The object of early filing of F.I.R. to the police as soon as possible, in respect of the commission of the offence is to obtain and receive fresh information regarding the circumstances and facts which tend to result in the commission of the offence. The FIR shall have better corroborative value if it is recorded and taken before the informant’s memory fades and before he starts to forget the facts. Thus, if there is a delay in lodging FIR and the delay is unreasonable and unexplained, it is likely to create scope for suspicion or introduction of a concocted story by the prosecution. It is the duty of the prosecution to explain the delay in lodging FIR. If satisfactorily explained, it does not lose its evidentiary value. However, mere delay in lodging FIR is not fatal to the prosecution case.

In Raghbir Singh v. The State of Haryana, It was held that going to the hospital due to the condition of the victim for saving his life instead of going to the police station first was a reasonable and valid explanation for the delay in filing F.I.R.

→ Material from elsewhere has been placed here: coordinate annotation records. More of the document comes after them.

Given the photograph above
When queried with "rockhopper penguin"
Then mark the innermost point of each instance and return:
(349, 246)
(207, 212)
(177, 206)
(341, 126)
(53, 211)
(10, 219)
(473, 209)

Delay in Filing FIR in Case of Rape

In cases of rape and other sexual offences, the case is not only related to the victim but also with the family of the victim. Many times due to shame and honour they do not contact the police immediately. Therefore the courts have consistently ruled that delay in a case of sexual assault cannot be equated with the case involving other offences.

In Harpal Singh v. State of Himachal Pradesh, It was held that ‘delay of 10 days in lodging the first information report stands reasonably explained when the prosecution stated that as the honor of the family was involved, the members needed time to decide whether the matter should be taken to the court or not.

Conclusion

The FIR is the first step of Criminal Procedure that leads to the trial and punishment of a criminal. It is also the most important supportive evidence on which the entire structure of the prosecution case is built-up. As rightly observed in the case of Mohan Lal v. State of Uttar Pradesh, FIR is the Bible of the case initiated on the public report.